What kind of approaches and techniques can you employ to become familiar with an existing database if you are tasked with supporting and/or modifying it? How can you easily and effectively ramp up your knowledge of a database you have never seen before?
The data dictionary is your friend. Also, try reverse-engineering the database with the reverse-engineering tool on Visio and building your own set of diagrams. Because reverse engineering is interactive - you build the diagrams - it's much more engaging than reading through a data dictionary. The activeness of the process is its advantage and I find it quite relaxing to do this.
Most of the work I do is in data warehousing, where poking around source system database schemas is something of a core activity. I've done this sort of thing on quite a number of occasions and find it works really well.
Visio pro is not that expensive and the Visio modelling engine lets you share a model amongst multiple diagrams. As a bonus, you can add in missing foreign keys in the diagrams and you get a useful set of documentation for the system out the end.
See if the option of a Knowledge Transfer session is available to you, and if so, take full advantage of it.
Also, many DBMS's come with tools that allow you to draw/print the database schema with some helpful information (i.e. foreign keys).
Additionally, (stolen from NXC) you can reverse engineer the database via tools like Visio.
The first thing I do is create an Entity-Relationship Diagram (ERD).
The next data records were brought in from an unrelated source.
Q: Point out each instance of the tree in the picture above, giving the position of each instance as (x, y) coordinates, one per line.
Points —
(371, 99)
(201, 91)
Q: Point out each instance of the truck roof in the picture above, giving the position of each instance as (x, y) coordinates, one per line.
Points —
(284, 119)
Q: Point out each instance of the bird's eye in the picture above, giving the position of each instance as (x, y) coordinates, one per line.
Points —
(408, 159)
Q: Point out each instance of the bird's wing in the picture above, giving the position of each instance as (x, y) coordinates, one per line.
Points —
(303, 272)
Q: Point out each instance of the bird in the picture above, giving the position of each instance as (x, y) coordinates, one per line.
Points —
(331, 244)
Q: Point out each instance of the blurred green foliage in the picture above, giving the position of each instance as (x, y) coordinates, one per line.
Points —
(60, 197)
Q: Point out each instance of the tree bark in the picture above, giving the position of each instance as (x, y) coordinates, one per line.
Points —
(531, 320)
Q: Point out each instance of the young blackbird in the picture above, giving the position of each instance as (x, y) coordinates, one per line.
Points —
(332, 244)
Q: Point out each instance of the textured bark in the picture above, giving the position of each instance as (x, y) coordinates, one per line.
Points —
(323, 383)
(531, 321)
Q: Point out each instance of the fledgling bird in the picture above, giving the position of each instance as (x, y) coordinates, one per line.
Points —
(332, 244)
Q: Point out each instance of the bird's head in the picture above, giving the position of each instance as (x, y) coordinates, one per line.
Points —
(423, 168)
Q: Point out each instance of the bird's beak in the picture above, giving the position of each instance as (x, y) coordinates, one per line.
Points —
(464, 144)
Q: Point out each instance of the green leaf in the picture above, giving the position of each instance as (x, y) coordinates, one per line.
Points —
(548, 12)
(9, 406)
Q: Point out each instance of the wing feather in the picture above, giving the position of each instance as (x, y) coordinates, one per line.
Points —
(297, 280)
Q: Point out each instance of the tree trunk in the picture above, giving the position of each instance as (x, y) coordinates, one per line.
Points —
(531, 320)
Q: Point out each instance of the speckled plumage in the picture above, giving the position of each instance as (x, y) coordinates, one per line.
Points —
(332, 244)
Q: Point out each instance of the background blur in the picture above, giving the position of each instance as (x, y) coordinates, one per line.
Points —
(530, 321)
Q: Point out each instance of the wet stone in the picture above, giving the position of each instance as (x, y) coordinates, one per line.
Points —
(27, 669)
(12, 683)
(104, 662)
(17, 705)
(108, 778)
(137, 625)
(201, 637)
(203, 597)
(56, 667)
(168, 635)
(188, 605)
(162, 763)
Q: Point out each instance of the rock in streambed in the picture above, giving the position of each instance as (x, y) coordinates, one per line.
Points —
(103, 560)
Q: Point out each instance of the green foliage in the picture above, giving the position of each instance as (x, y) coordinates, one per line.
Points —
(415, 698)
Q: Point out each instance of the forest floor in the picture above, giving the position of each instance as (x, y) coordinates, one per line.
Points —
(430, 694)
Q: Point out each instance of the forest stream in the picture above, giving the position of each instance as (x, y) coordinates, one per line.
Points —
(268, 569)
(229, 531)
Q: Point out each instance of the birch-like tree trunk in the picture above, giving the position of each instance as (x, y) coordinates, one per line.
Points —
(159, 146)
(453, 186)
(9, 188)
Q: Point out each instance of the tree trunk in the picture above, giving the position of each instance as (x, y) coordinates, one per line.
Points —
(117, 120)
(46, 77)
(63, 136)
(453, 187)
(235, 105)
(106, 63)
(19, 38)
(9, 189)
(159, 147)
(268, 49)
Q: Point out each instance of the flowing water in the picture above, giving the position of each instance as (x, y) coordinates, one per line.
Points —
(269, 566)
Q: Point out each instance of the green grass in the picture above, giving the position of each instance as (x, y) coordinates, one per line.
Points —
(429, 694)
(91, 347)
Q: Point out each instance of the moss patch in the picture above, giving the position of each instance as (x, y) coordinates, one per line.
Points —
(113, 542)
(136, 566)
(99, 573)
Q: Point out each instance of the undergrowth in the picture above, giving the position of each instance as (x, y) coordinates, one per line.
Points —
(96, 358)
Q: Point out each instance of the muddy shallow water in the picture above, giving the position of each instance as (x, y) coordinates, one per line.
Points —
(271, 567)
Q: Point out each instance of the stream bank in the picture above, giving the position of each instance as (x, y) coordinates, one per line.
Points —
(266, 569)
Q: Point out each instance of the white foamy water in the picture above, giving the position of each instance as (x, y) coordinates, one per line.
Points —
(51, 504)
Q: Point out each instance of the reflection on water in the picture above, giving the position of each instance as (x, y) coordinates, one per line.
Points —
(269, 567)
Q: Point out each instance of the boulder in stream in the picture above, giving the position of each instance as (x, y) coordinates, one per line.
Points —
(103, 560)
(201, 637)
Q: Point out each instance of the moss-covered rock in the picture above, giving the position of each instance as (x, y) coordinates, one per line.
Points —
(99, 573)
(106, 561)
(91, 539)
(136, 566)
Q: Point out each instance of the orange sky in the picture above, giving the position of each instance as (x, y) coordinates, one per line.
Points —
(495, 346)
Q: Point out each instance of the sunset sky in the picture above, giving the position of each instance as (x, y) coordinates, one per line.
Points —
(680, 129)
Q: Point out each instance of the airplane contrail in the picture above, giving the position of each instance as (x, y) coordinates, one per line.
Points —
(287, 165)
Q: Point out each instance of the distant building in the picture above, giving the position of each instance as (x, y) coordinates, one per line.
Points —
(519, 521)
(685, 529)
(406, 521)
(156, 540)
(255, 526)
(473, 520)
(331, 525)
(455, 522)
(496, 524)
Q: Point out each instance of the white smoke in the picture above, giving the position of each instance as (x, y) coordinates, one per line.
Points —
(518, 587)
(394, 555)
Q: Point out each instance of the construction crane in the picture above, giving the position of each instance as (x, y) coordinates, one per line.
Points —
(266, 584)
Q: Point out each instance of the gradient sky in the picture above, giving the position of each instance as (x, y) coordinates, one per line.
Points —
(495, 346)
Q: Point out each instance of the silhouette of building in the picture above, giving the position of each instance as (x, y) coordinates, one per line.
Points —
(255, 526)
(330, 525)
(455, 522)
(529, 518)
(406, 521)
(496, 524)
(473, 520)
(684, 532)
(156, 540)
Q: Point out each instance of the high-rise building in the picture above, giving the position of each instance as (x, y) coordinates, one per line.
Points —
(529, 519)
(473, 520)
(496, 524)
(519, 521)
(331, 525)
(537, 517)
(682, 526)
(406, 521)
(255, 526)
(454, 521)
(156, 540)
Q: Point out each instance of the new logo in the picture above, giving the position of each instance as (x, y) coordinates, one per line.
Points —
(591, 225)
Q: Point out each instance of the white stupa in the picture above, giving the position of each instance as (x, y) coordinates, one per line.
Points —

Sometimes you can simply describe the metadata with command-line tools but to save time there are some tools that can generate a diagram automatically.
Second, examine each table and column make sure I learn the meaning of what it stores.
Third, examine each relationship and make sure I understand how the tables relate to one another.
Fourth, read any views or triggers to understand custom data integrity enforcement or cascading operations.
Fifth, read any stored procedures. Also read SQL access privileges if there are such.
Sixth, read through parts of the application code that use the database. That's where some additional business rules and data integrity rules are enforced.
update: I just read an interesting article "9 Things to Do When You Inherit a Database" with a good checklist.
Summary:
- Backups
- Research (the schema documentation steps I mention above)
- Talk to the former developers
- A bug database
- Source code control
- Talk to the users and/or business owners
- Establish credibility with the users by fixing a few things or making some enhancements
- Create a development environment
- Drop obsolete objects
Put a backup copy on a sandbox server and then start writing and running test queries. I always find a complex system easier to understand if I can get my hands on it and not worry about breaking it.
Also, I like to have The Daily WTF open in a browser window. Taking over someone else's design usually involves a lot of "I can't believe they did {WTF}" moments, and it helps to have somewhere to go where people understand your pain.
In addition to Bill Karwin's ideas, I suggest talking to the users - occasionally users know quite a bit about what their database is used for, especially if they do any reporting from it.
Bill gave an excellent answer. I would add that I would login to the user interface as a test user and try to understand exactly what the users do with the data. It will help you understand the why behind some of the stored procs or design. Understanding what the data means and is used for is critical to understanding a a database.
If the database is on a business function or subject you are in general unfamiliar with (say it does flight planning and you have previously only worked on financial applications), then ask the users for some reading material on the subject matter or go to the library yourself or search the Internet about the subject matter. Ask the users if there are legal or regulatory issues you need to be aware of. Again some of this subject matter background may explain what seem to be odd design choices.
In addition to discovering the structure of the database, I've found that it's also important to look at the data quality. Once you understand the meaning of each column you can look for any places where there are a lot of missing values. As you become more familiar with the data you can also examine where there are inconsistencies between the values in different columns.
http://code.google.com/p/database-diagram/
reverse engineer the DB into a diagram
I like to fire up a query profiler and watch what goes by on a production system. Gives me some idea of what tables are 'hot' and the kind of queries there are against them.